At the same time, news reports last week suggest that the United States is cutting military ties with South Africa and expelling its military attaché, as well as requiring SA military personnel in the US for training to be returned to South Africa as soon as possible. This is partly due to South Africa’s close relationship with China, Iran, Russia and Hamas, as well as its decision to spearhead a case against Israel at the International Court of Justice.

Automotive sector exposed

A new US tariff regime expected to come into force on Wednesday, 2 April, could override the benefits South Africa’s auto manufacturers currently enjoy under the African Growth and Opportunity Act (AGOA), including tariff-free access to US markets.

Under the new system, a 25% tariff will be charged on imports of vehicles and light trucks to the US. To justify this, US President Donald Trump invoked Section 232 of the 1962 Trade Expansion Act, which allows the president to impose tariffs upon recommendation by the Secretary of Commerce if imports are considered to threaten national security. Section 232 overrides existing trade agreements, which presumably includes AGOA.

In 2023, South Africa’s exports of vehicles and auto components to the US represented around 10% of its total automative exports by value (R27.9 billion of R270.8 billion), and 6.5% by volume (25,553 vehicles of 390,884 exported). This made the US the third-largest destination for South Africa’s automotive exports, behind Germany and Belgium. Over 600,000 people are formally employed in the automotive value chain.

Local manufacturers, including industry bodies such as the Automotive Business Council (naamsa), should plan for a post-AGOA future. Those plans should include proposals to the US for mutually beneficial manufacturing investment plans, possibly as part of a bilateral trade agreement. The industry should not wait for South Africa’s AGOA participation to be cancelled or for the South African government to act (or offer more subsidies) but should instead be proactive in developing new investment and export markets outside the US.

Pick of US ambassador to SA sends a signal

Mr Trump’s pick for US ambassador to South Africa, Leo Brent Bozell III, confirms that the Trump administration will continue its hardline approach to South Africa. Mr Bozell is a conservative activist and the founder of the Media Research Center, which aims to identify liberal media bias. South Africa’s media outlets and the government should steel themselves for robust engagements ahead. The incoming ambassador is also a staunch supporter of Israel. From CRA executive director Chris Hattingh’s recent time in Washington, DC, South Africa’s ongoing case against Israel at the International Court of Justice is a major cause of the current tensions between South Africa and the US.
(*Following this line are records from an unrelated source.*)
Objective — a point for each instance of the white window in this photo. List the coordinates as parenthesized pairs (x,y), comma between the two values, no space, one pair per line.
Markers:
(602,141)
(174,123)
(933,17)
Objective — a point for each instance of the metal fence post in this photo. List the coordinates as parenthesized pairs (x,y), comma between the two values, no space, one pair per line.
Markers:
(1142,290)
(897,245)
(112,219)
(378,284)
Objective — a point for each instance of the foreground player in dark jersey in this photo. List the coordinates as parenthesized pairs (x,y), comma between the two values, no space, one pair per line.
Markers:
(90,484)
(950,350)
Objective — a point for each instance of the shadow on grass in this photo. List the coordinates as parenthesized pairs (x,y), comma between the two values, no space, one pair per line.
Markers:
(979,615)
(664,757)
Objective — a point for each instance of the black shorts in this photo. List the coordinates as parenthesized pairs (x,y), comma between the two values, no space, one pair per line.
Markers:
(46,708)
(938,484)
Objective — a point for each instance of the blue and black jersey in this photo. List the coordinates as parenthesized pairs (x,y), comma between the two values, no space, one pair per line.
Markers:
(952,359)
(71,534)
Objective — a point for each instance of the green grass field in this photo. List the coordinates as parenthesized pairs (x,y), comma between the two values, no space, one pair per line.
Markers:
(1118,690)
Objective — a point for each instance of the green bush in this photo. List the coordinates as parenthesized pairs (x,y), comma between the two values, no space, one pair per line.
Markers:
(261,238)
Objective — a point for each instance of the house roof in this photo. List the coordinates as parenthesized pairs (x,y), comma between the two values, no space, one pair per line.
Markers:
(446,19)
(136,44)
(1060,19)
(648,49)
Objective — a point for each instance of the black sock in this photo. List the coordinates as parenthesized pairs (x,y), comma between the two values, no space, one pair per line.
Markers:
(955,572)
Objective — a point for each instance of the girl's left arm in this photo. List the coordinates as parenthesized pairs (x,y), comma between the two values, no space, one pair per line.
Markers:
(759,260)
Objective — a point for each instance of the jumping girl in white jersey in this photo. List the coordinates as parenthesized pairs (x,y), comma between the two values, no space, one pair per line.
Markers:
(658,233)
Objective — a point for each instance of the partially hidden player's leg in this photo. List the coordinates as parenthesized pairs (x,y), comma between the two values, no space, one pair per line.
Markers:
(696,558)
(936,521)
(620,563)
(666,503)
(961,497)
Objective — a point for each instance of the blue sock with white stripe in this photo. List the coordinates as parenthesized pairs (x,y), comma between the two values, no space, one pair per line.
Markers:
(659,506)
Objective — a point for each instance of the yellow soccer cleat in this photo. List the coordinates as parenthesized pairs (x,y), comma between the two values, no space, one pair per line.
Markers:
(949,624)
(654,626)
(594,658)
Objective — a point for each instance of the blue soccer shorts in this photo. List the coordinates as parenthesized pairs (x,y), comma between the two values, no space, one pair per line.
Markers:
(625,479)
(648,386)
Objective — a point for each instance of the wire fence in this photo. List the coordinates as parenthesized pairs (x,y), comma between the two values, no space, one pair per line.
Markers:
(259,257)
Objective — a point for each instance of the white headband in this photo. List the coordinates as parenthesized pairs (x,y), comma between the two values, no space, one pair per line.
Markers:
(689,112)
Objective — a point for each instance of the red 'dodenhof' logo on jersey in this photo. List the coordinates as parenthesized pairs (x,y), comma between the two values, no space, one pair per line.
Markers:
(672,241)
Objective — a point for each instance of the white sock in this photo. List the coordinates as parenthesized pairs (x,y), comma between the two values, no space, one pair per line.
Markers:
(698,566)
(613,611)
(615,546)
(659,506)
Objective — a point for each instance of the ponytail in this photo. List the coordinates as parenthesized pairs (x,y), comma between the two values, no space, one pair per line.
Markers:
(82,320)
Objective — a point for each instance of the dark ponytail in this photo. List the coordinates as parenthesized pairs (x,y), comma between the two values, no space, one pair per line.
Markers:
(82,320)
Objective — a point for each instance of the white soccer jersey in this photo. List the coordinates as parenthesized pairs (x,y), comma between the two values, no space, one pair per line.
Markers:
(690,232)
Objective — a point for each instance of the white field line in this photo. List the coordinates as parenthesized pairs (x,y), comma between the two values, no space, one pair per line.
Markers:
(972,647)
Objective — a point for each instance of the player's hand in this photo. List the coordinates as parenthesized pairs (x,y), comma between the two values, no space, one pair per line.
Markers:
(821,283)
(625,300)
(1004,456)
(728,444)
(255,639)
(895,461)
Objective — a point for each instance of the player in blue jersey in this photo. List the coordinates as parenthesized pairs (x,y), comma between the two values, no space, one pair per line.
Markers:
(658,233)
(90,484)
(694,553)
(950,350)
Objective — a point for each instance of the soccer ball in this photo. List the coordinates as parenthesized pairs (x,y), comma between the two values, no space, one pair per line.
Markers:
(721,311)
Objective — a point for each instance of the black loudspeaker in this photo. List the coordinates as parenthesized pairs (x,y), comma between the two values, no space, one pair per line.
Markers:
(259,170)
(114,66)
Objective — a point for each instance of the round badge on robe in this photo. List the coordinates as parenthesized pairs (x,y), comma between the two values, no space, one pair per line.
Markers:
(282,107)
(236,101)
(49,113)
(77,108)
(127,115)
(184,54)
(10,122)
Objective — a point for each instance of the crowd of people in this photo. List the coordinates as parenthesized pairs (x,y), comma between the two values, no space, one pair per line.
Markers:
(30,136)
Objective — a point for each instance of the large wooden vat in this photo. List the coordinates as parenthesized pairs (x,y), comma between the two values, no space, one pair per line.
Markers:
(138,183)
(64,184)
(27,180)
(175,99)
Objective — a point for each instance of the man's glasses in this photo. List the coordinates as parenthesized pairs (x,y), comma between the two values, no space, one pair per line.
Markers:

Mr Bozell will place little stock in South-South solidarity, the “Global South” and other vibes-based phenomena on which South Africa has tried to style its global positioning. There will be plentiful opportunities for disagreement between Mr Bozell and his host country if the ANC continues to present itself and South Africa as a leading moral superpower in the face of much local evidence suggesting otherwise.